RTWs are generally a good fit for the gap year traveler. They allow you to travel once around the world (in one direction only) and stop at multiple places along the way, for a lot less money. They also allow you to change dates of your travel along the way for no extra charge.

They are still quite expensive though. A RTW from the US, hitting 5 continents is easily $6k. Because the cost of the RTW is based on where you start, one way to cut the cost of this is to begin in Australia or New Zealand, where the cost is half of that. Even with a round-trip ticket to Oceania, you are saving significant money. I spent a lot of time trying to figure out how we could make it work for us. The whole concept is pretty exciting…stopping in 20 cities on 5 continents. You get caught up in how many places you can go.

But then we needed to re-evaluate our travel goals. The more we thought about this, the more we realized that our goal was not mileage or quantity of places visited. Nor was our goal to hit all the major cities. While we like city life (we did decide to live in NY), spending our year in a bunch of major cities did not hit the same travel nerve as roaming around the country side on trains and buses and the occasional tuk-tuk or motorcycle.

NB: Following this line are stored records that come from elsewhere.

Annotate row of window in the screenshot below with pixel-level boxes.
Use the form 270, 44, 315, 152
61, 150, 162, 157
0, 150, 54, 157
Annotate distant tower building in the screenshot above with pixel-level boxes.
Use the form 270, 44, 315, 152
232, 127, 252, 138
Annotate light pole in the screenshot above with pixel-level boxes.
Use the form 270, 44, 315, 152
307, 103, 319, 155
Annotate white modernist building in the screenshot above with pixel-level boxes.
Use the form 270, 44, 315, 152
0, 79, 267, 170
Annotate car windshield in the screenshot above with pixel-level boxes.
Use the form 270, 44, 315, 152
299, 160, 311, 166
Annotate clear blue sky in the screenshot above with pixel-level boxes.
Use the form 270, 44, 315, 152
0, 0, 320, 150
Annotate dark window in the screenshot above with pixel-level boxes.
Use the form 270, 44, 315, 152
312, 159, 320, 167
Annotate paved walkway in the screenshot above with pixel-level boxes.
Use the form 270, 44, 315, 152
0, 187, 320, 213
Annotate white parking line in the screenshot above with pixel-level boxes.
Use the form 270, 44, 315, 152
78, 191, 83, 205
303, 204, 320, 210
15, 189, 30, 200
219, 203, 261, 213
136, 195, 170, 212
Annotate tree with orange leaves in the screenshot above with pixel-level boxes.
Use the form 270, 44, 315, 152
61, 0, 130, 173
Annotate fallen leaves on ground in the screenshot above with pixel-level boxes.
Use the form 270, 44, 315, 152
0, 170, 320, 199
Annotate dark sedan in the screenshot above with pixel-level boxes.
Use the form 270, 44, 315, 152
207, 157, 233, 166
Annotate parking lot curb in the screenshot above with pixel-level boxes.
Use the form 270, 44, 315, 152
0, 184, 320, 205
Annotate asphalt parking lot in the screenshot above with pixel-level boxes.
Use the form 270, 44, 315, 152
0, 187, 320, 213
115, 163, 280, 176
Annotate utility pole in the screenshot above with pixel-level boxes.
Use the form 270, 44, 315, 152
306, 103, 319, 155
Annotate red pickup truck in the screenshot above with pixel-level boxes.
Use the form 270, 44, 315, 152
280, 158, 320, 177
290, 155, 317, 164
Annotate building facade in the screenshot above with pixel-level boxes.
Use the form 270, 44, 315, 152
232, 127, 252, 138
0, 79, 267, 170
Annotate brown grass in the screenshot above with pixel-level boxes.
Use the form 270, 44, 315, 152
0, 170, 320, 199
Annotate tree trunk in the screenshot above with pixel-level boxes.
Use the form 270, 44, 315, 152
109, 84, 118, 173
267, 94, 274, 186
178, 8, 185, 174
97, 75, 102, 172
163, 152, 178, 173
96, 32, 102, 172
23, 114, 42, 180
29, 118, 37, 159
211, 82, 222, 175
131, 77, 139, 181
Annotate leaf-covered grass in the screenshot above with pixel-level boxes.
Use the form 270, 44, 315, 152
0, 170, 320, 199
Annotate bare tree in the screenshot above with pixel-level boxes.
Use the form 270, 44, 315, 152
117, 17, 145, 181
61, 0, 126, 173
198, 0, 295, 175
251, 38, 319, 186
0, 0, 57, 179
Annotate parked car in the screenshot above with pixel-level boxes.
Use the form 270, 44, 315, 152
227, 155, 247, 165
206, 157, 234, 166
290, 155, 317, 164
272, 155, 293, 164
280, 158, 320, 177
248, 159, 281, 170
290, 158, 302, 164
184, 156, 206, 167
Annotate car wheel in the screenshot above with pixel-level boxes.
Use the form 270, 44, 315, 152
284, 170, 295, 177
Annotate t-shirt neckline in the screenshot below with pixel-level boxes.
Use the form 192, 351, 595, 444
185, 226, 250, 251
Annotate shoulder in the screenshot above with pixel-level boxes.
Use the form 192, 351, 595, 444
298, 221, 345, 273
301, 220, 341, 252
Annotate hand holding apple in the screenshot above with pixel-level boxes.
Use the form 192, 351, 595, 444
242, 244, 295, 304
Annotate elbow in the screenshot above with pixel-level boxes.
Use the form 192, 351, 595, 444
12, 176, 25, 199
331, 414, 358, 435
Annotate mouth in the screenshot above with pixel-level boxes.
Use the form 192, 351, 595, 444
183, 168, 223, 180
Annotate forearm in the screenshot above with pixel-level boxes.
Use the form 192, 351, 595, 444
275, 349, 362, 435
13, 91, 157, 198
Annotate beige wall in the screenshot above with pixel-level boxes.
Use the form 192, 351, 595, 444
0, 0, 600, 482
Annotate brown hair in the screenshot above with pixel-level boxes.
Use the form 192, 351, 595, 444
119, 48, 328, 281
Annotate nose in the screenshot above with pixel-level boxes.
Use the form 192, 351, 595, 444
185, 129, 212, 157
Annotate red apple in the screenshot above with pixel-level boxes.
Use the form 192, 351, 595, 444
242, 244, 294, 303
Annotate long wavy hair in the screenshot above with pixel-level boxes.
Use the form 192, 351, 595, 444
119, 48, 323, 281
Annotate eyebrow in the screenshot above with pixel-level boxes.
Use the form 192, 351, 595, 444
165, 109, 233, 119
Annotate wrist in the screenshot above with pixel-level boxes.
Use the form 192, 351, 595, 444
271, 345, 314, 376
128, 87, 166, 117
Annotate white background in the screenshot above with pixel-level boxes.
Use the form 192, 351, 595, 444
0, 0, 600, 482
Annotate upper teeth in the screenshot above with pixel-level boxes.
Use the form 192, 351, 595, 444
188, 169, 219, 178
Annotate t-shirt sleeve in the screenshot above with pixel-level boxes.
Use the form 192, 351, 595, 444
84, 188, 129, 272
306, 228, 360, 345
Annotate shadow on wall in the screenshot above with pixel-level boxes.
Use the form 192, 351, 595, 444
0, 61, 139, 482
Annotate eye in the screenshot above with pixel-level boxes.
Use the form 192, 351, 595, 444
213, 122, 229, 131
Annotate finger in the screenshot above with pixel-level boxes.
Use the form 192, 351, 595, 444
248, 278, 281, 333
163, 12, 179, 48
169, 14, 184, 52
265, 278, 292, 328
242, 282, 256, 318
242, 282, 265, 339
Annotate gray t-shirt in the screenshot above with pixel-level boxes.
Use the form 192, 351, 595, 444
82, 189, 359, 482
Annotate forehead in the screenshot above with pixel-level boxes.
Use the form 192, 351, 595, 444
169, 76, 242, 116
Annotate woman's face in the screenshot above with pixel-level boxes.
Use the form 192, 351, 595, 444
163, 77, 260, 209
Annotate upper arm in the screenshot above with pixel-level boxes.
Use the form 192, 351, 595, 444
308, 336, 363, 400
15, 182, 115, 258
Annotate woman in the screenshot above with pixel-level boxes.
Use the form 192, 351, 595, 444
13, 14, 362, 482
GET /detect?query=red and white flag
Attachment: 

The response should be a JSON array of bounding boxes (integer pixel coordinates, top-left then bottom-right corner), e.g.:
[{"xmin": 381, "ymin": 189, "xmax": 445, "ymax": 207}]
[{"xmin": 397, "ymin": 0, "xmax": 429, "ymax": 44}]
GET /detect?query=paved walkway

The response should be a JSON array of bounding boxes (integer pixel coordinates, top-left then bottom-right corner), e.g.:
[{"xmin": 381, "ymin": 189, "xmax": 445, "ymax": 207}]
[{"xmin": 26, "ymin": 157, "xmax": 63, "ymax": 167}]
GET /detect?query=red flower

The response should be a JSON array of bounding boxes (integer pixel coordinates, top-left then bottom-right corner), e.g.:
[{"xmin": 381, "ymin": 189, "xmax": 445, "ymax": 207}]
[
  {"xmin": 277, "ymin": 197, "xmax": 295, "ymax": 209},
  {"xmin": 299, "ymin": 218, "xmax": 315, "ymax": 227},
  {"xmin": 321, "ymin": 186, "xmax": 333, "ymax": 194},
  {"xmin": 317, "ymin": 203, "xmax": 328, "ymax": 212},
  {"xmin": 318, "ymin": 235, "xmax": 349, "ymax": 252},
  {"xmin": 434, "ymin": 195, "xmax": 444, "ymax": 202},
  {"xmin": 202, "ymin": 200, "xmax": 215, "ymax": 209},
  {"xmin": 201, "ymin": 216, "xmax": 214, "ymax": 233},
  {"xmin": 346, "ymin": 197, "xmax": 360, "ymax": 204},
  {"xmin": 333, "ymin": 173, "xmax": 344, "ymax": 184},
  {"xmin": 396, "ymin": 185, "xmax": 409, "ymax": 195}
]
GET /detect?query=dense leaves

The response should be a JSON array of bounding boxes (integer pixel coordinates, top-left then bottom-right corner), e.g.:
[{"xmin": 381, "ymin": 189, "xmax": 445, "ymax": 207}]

The other problems that I found with RTWs is that they do not work as well if you want to travel one-way (I don’t want to have to always return to the city, what could be wasting valuable resources and time) and also, traveling to and from an airport can be kind of expensive. That is usually where I splurge on travel, after a long flight. With a limited budget, we are all about saving the entire time.

Luckily, we went through this analysis almost two years ago and that allowed us to focus on another option: using frequent-flyer miles. Since then, we’ve amassed about 700k miles on United and Alaska airlines, mostly as the result of extensive work travel and NOT using those miles to buy domestic tickets to save a few hundred dollars here and there. While we could use that to buy RTW tickets in economy, we decided that our goals above were still intact and decided to buy a series of round-trip, open-jaw (meaning you arrive in one city and leave from another), long-haul tickets in business classthat would easily cost tens of thousands of dollars if we had to purchase them and supplement that with one-way tickets on low-cost carriers like Air Asia.

As I mentioned in the last post, our first ticket is to Bangkok and returns from Tokyo. This allows us an open timetable to do whatever we want for several months and a goal (making our way slowly across Asia). We leave on the 5th of Jan. A quick hop from Phoenix to Los Angeles in first class, followed by a 13 hour flight to Seoul on the top floor of an Asiana 747 in business class. After 23 hours in Seoul, we hop on a Thai Airways 777, again in biz class and fly through Taipei to arrive in Bangkok on Jan 7th.

Our return leaves Tokyo on an ANA 777 out of Tokyo (though after further review, we might never make it to Tokyo – We’ve already been there – and might add on a flight from Osaka to Tokyo to connect) back to the US. I do look forward to flying all these Asian carriers as they are well known for their in-flight comforts, food and hospitality.